Sunday, 4 December 2011

To expect the unexpected

(Posted Sunday, 530 pm)

The main point of this post is a discussion on expecting the unexpected. Look at how the market reacted when the unexpected were announced.

It is a no brainer. If we can expect the unexpected, all of us will be rich. The surprise last week were

·         the coordination of Central Bank actions AND
·         The 50 basis point cut in China’s RRR.

What’s even more surprising is that the news came together. This resulted in an even bigger rally.

The other recent occurrence was on Oct 26th thereabout. The event were

·         The EU summit announcement of the Greek haircut, bank recapitalization and EFSF
·         The very favorable announcement of the Oct US GDP data

Again, the combination of two big news on a single day contributed to the HUGE rally in high yield assets, commodities, currencies and the equity markets. Though the Oct 26th event did not really take off well, the markets did not test the support levels again (yet?).
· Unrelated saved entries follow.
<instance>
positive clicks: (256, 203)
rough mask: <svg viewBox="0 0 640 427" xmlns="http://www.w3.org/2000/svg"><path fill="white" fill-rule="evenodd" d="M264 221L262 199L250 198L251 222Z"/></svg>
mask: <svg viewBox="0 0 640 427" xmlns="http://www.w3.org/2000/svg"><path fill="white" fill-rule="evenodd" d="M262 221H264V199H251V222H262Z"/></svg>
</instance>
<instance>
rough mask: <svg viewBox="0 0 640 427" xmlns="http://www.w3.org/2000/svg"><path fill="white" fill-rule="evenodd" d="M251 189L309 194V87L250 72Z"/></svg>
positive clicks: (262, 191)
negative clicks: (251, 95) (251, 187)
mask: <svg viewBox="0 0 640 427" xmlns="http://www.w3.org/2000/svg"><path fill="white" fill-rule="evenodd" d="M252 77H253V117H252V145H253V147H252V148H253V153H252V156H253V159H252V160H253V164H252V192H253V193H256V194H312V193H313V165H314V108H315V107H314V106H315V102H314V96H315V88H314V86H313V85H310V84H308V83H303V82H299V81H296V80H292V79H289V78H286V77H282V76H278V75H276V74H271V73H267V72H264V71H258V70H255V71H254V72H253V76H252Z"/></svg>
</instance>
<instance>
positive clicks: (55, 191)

Fortunately, the news was favorable. BUT what if the news were unfavorable and what if there were more than one bad news on s single day? To expect the unexpected and taking pro-active management before the event can certainly maintain or generate potential returns. (I believe that my posting before the markets melted late Q2 and early Q3 was of benefit to your portfolio!)

If you can contribute, thefinance.sg would certainly be the place to post your comments. Let’s bring our brains together and prosper! It will be alright if you remain anonymous, even better if you like to put a nickname!

Thinking out of the box by expecting the unexpected would certainly generate high potential returns but I am one, the audience is many!

 Happy investing and have a great weekend. The jungle warfare begins tomorrow when New Zealand opens at 2am Monday morning!